Is Pediatric Surgery Quality a Numbers Game?
It matters how many times a pediatric surgeon has performed a procedure, a new study says. But that isn’t the only factor parents should consider.
Some pediatric surgeons may not be doing enough rare or complex procedures on an annual basis to properly maintain their skill sets, according to a Journal of the American Medical Association study published last month that examined the case volumes of doctors in the recertification process.

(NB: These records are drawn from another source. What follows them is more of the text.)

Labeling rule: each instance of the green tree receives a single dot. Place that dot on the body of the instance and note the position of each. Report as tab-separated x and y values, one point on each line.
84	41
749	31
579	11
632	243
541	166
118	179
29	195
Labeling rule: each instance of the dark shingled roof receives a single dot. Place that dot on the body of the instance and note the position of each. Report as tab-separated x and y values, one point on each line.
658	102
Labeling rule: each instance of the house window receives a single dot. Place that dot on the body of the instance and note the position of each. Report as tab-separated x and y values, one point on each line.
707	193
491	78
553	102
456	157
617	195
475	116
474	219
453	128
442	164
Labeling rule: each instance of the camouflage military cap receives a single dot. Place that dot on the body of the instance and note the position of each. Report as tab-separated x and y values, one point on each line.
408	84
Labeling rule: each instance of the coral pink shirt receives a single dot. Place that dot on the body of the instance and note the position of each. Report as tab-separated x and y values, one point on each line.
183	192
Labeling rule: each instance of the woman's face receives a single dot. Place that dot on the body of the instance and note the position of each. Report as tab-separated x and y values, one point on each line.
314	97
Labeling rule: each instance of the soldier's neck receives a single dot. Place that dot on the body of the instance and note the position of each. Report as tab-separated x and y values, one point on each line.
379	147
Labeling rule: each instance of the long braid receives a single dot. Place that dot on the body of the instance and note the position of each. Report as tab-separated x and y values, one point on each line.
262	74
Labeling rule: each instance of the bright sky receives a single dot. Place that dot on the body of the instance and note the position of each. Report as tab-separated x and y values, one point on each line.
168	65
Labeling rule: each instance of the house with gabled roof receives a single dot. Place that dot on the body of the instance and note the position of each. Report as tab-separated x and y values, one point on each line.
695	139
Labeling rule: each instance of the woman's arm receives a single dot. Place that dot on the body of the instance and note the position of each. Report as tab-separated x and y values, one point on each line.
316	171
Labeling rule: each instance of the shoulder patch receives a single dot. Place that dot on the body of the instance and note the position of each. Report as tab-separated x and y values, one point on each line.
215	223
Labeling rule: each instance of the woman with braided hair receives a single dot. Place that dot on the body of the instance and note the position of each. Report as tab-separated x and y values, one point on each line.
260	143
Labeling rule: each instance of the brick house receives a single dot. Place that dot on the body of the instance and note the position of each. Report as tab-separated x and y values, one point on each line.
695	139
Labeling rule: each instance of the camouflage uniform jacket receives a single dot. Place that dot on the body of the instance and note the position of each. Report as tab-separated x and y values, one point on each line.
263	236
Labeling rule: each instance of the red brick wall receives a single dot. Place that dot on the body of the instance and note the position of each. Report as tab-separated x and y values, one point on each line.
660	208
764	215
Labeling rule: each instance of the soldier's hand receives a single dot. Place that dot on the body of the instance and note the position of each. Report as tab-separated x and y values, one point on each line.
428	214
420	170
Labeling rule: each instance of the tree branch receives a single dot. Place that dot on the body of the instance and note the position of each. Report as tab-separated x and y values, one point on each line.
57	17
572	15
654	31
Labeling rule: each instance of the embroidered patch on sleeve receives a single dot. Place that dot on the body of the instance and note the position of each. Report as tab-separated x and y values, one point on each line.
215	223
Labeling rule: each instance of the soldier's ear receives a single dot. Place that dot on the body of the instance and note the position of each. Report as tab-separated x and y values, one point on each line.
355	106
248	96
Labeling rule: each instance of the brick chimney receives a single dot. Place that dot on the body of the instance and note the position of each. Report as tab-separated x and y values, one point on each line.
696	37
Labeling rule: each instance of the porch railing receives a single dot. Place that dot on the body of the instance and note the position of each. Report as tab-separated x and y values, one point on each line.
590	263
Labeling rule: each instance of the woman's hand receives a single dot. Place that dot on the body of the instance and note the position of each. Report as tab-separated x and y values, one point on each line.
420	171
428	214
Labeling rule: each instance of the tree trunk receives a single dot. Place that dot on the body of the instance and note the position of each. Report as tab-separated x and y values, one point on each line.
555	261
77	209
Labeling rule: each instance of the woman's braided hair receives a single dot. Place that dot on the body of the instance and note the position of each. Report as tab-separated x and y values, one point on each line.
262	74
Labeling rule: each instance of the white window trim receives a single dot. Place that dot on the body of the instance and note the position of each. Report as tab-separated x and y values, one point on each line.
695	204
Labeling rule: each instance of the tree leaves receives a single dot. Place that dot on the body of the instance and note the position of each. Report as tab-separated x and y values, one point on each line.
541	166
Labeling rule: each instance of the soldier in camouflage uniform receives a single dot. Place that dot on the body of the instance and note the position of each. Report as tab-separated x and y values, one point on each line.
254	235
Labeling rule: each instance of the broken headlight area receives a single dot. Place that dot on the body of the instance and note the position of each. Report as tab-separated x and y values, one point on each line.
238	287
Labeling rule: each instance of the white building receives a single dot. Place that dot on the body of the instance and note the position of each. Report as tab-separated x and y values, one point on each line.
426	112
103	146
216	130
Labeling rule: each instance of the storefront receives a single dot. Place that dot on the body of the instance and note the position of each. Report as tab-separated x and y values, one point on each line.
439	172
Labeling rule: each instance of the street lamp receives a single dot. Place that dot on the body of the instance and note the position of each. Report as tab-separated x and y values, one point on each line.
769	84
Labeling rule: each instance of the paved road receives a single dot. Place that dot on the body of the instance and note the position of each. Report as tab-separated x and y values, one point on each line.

“It is recognized that the number of operations you do is an important aspect in some areas of surgery,” says Ronald Hirschl, M.D., co-author of the study and the head of pediatric surgery at C.S. Mott Children’s Hospital. “Our hope is that these data stimulate discussion on the level of ongoing expertise required for safe and effective care of children.”
The study, which tracked 308 general pediatric surgeons applying for certification renewal between 2009 and 2013, focused on 21 key procedures that pediatric surgeons in training are required to learn and perform before operating independently.
It found significant gaps in their collective work history.
Among them, in the preceding year:
37 percent of those surveyed had not performed a single surgery to remove a tumor called neuroblastoma — a cancer of the adrenal glands typically found in young children.
42 percent hadn’t performed a spleen operation.
60 percent had not performed liver surgery for biliary atresia, the most common form of liver disease in newborns.
For a number of the specific pediatric surgeries deemed as rare, the average annual number performed was less than two.
The most routine pediatric general surgery case performed was appendectomy. That, the study found, was followed by treatment of traumatic injuries (20) and groin hernia repair in infants 6 months old and younger (15).
An abstract of the study deemed the results “concerning.” But Hirschl says that data alone don’t tell the whole story.
Looking beyond numbers
Hirschl maintains that quantity shouldn’t be the only factor in determining one’s preparedness. Just because a doctor might not perform a certain surgery in a given period of time doesn’t negate his or her qualifications.
“These problems occur rarely — the anomalies, the abnormalities in newborns,” Hirschl says. “They’re not very common, so the number that any individual surgeon will perform is not very great.”
Many situations also arise from unplanned emergencies that might be delegated to whichever surgeon is on duty — which means that the surgeon on call needs to be able to handle them, Hirschl notes. “And that’s what pediatric surgeons are trained to do: Operate on complex problems, many of which occur rarely.”
The study did not measure how patients whose surgeons had higher numbers of procedures fared compared to treatment from less experienced ones. Nor did it make conclusions about potential quotas that could serve as benchmarks. “We don't know what the optimal number is,” Hirschl says.
Need for practice, discussion
How can doctors stay up to date?
One way, the study suggested, is with simulation-based training using 3-D models designed to imitate the intricate internal structures of children and infants.
“Continued exposure is necessary to maintain proficiency,” says Hirschl. “There are pretty good simulators for some of these operations.”
Still, he stressed that the skill level of a surgeon can’t be measured solely by the number of procedures performed.
“I don’t think lack of volume in specific rare procedures automatically characterizes a knowledge gap,” says Hirschl, noting that experience, in some ways, can be cumulative. “The skills you have for doing complex operations does spill over from one [procedure] to another.”
But, continued dialogue about the clinical effect of surgical volume is necessary.
“As the field of pediatric surgery matures, it’s responsible for us to consider the impact of ongoing practice on expertise and to figure out how to make sure surgeons’ skill sets remain optimal.”